Wie EFg% funktioniert – Die Formel in Klartext
Effective Field Goal Percentage = (FGM + 0,5 × 3PM) ÷ FGA. Ein kurzer Blick, ein schneller Sprung. Zwei Punkte Plus ein halber Punkt für jeden erfolgreichen Dreier – das ist die Rechnung, die Gewinnchancen tatsächlich misst.
Praxisbeispiel: Der Unterschied zwischen “guter” und “besserer” Wahl
Stell dir vor, Spieler A trifft 45 % seiner Feldwürfe, aber nur 20 % von 3‑Punktversuchen. Spieler B liegt bei 40 % FG, dafür aber bei satten 40 % von jenen Dreiern. EFg% zeigt sofort, dass B die wertvollere Waffe ist. Das ist kein Zufall, das ist Statistik im Schnellverfahren.

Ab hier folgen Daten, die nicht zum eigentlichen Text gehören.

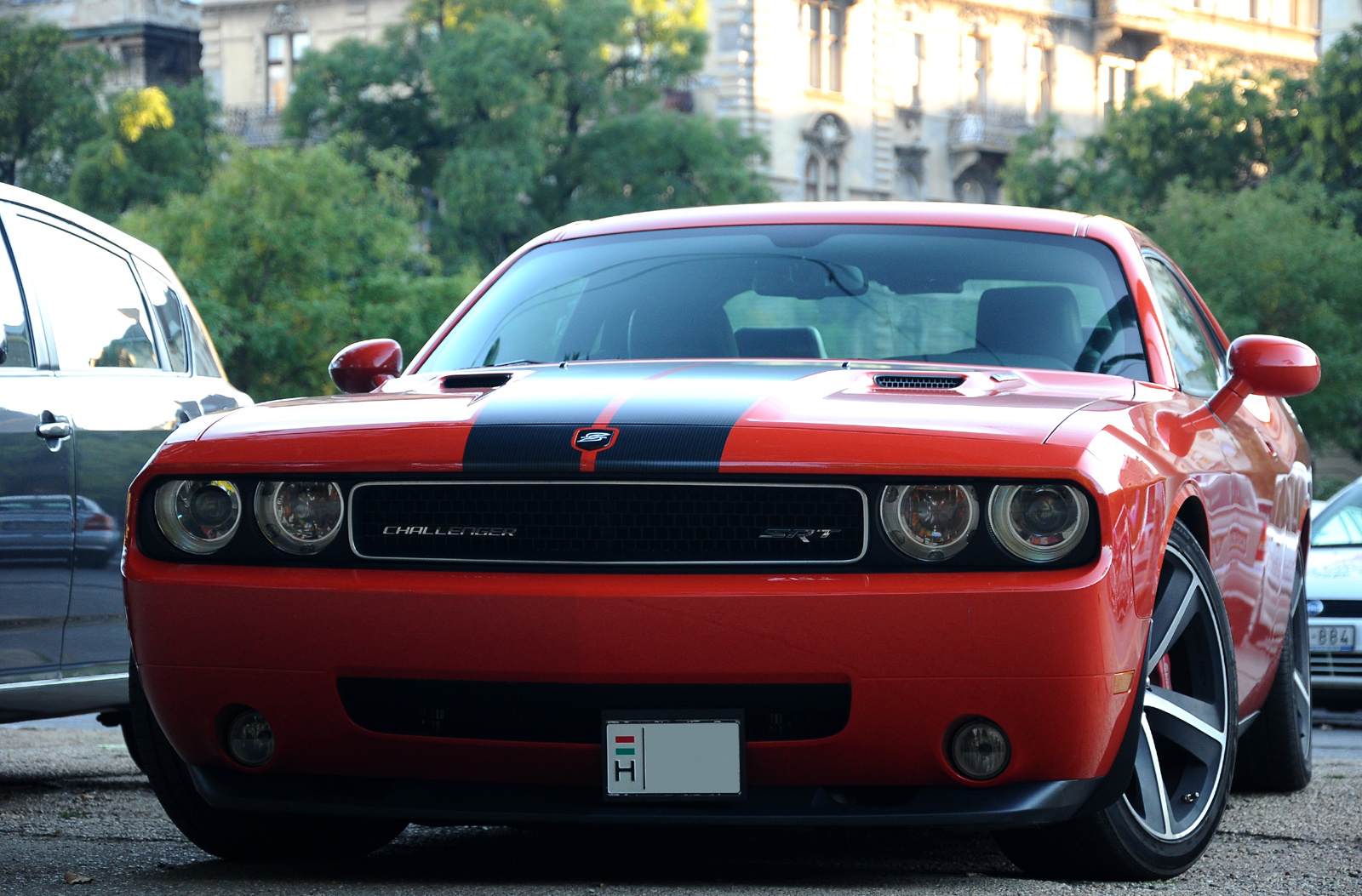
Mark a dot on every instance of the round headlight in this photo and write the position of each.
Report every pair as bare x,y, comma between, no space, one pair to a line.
930,522
197,516
300,517
1039,522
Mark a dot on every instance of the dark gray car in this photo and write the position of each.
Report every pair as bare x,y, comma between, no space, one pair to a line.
102,356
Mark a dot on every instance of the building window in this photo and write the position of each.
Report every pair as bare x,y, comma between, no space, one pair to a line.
823,170
1039,75
1116,83
1185,77
910,187
974,58
826,26
283,54
910,52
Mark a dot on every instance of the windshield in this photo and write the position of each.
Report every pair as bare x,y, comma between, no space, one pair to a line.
891,293
1341,523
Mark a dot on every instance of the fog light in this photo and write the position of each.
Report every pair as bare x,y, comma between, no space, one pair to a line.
251,739
980,750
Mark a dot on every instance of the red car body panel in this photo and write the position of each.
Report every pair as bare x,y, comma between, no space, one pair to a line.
1037,650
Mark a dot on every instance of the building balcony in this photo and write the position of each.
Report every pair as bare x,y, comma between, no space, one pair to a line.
987,129
1132,27
255,126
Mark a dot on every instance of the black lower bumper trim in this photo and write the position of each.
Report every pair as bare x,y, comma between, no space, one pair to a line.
449,803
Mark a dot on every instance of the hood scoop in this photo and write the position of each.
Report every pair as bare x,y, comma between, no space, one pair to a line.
474,381
918,381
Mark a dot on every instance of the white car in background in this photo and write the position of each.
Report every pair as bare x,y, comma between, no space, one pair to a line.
1334,587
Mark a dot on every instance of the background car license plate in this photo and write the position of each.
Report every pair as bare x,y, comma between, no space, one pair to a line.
674,759
1332,637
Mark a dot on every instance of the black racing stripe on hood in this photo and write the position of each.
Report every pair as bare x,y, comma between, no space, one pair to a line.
661,431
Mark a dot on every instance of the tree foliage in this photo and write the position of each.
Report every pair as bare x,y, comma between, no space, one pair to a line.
297,252
530,113
156,142
1226,133
1279,259
48,102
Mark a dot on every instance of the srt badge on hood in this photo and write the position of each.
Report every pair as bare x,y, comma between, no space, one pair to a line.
594,439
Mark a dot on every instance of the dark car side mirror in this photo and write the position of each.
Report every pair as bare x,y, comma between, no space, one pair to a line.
1259,365
367,365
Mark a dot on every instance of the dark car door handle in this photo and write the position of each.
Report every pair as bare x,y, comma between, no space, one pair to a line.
52,426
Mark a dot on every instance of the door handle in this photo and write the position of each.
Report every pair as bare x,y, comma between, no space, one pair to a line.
52,426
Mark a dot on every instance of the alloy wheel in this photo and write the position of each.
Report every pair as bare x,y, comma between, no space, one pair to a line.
1187,715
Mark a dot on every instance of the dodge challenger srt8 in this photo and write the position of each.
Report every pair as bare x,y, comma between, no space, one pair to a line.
850,515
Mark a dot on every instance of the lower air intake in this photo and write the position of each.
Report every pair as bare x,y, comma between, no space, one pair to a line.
553,712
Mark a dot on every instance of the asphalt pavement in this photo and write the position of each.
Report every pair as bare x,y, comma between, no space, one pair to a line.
72,803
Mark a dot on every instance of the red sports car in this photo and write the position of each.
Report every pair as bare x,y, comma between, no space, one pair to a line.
848,514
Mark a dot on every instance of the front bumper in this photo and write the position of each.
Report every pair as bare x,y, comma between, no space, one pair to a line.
1336,671
449,802
1037,651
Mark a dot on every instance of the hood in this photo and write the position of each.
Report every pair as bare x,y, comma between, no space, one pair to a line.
667,415
1334,572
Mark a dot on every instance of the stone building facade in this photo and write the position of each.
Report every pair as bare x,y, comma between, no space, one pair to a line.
925,99
153,41
251,47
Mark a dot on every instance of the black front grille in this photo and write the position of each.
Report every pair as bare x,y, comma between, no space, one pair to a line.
914,381
608,522
1336,666
553,712
1345,609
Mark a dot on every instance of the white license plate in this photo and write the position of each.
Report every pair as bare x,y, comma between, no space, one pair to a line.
673,759
1332,637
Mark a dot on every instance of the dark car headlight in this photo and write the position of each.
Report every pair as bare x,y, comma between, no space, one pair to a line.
1039,523
930,522
197,516
300,517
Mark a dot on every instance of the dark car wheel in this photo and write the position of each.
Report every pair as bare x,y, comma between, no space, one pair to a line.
1275,750
242,835
1185,745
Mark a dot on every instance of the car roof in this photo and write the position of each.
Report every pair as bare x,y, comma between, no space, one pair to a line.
38,202
842,213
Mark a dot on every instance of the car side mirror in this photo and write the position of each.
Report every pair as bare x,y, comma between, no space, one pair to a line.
1259,365
367,365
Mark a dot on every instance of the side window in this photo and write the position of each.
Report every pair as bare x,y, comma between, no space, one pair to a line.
170,315
17,334
204,360
1195,361
89,297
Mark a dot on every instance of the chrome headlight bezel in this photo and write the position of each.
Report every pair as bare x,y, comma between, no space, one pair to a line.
1016,544
172,505
276,528
903,539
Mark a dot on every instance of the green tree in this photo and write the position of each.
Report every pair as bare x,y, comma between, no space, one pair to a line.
1226,133
48,104
530,113
1279,259
293,254
156,142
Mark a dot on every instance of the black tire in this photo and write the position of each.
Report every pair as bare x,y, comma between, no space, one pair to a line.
129,739
1188,722
1275,750
243,835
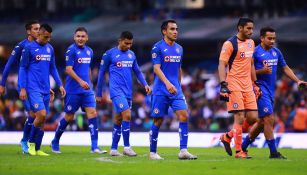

Warum das für deine Wetten ein Game‑Changer ist
Die meisten Buchmacher setzen noch auf die alte FG%, weil sie einfacher zu lesen ist. Du hast hier die Chance, mit EFg% die Lücken zu füllen. Schneller Spot, höhere Rendite. Und das Beste: Du brauchst keine tiefen mathematischen Kenntnisse, nur das Bewusstsein, dass ein “30‑% Shooter” aus der Dreierzone das Spielfeld neu definiert.
Der Deal: Sofortige Umsetzung im nächsten Spiel
Hier ist der Deal: Vor jedem Tipp‑off die EFg% der fünf wichtigsten Scorer checken, den Spieler mit dem höchsten Wert auswählen und deinen Einsatz darauf setzen. Das ist es. Mach’s.